The state is trying to get more does shot to try to decrease the herd some. It has to do with the insurance companys wanting something done about the deers. I just look at it this way I will just put meat in the freezer. 

I know I will get ripped on this but oh well. Life of a hunter.


----------



## BuckBlocker (Aug 18, 2012)

It can't hurt. I am using it as another opportunity to introduce a non-hunter or child to the sport. It's hard to give up my gun season to do this, and it's also hard to get someone comfortable in the woods for the first time with a bow or crossbow, or when it's bitter cold outside. 

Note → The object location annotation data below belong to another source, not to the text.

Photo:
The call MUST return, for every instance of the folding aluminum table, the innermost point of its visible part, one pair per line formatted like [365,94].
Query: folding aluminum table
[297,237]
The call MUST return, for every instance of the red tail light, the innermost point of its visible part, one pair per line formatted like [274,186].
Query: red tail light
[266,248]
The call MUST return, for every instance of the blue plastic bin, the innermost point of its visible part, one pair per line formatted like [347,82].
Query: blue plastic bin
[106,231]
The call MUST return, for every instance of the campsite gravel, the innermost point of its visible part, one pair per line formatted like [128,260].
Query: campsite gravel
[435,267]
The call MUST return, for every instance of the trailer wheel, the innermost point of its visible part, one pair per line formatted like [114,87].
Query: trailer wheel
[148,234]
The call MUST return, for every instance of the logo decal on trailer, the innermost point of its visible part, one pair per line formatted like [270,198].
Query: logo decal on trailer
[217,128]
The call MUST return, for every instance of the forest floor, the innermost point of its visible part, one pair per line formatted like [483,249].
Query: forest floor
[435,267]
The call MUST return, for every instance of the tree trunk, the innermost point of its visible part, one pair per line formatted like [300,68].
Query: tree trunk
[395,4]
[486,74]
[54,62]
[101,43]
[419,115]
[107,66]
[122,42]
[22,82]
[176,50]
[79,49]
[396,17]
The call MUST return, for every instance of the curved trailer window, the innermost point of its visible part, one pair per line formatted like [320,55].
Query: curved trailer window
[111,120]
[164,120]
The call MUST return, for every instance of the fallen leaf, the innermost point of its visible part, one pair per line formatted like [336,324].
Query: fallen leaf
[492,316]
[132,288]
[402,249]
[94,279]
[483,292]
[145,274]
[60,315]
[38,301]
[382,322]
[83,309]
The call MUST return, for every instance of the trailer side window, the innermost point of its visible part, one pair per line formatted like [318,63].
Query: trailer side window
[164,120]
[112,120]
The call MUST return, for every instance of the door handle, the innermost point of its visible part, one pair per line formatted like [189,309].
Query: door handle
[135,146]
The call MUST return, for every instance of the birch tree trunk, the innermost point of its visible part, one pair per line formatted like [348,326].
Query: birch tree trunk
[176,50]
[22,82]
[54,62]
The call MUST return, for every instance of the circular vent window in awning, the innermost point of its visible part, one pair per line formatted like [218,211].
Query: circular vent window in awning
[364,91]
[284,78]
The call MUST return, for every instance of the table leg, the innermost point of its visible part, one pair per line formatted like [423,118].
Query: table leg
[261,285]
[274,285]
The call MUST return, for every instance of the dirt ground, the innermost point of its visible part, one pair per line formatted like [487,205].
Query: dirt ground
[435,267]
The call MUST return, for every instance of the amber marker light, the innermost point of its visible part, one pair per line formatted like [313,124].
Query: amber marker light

I also fear the deer herd be managed into a PA situation.


----------



## DLarrick (May 31, 2011)

i like the idea of having and early ML hunt but dont like the fact they took away a weekend from the bow hunters to shoot a buck. its easy to say just wait another weekend to go but for me i dont get to go much through the week so the weekends are my main time to go. i also know a couple people who only hunt with a bow so that is hurting them. i know it would make me mad if i had the buck of a lifetime walk by and not be able to get a shot because you cant shoot it. i guess it has its pros and cons but i dont like it.


----------



## fishwendel2 (Nov 19, 2007)

mlayers said:


> It has to do with the insurance companys wanting something done about the deers.


Congratulations....this is the most ridiculous reason to date on the earlt ML season. So if you have your auto insurance with either Progressive, State Auto, or Liberty Mutual you have already switched carries to another non Ohio based one right?


----------



## Gobi Muncher (May 27, 2004)

Where did you find this info??? I have looked but can't find it in the online Regs. I did find:

In addition to your Ohio annual hunting license, you must purchase an either-sex deer permit or an antlerless deer permit to hunt deer in Ohio. 

&#9632;The either-sex deer permit is valid Sept. 28, 2013 through Feb. 2, 2014.

&#9632;Antlerless deer permits are valid Sept. 28, 2013 through Dec. 1, 2013.


Either-sex Deer Permit
The either-sex deer permit is good for an antlered or antlerless deer and is valid statewide. No more than one (1) antlered deer may be taken per license year. These permits may be used during any of the deer hunting seasons and for controlled hunts. These permits may be purchased individually throughout the entire deer season.


----------



## paulboomer1 (May 7, 2008)

page 10 of regs. book..."a hunter can do the following"...(number 8)...archery hunters must comply with the hunter orange requirement and can only take antlerless deer during this season


----------



## Gobi Muncher (May 27, 2004)

Thanks!! I totally missed that. Guess it will be a fishing weekend!!


----------



## Boss hog (Dec 12, 2009)

Don't know if everyone noticed how the State snuk in a raise in deer permits this year, But In thic county, you can kill 4 deer, But here is where it is, You can only kill one doe with an antlerless permit, after that you need an either sex permit So there you have it, I never heard any talk about that change, Sneaky ain't they


----------



## mcking (Jan 23, 2013)

totally agree, coldn't have sid it better!


----------



## treytd32 (Jun 12, 2009)

over under 500 bucks killed this weekend?, by people who don't know the regs or just don't care


----------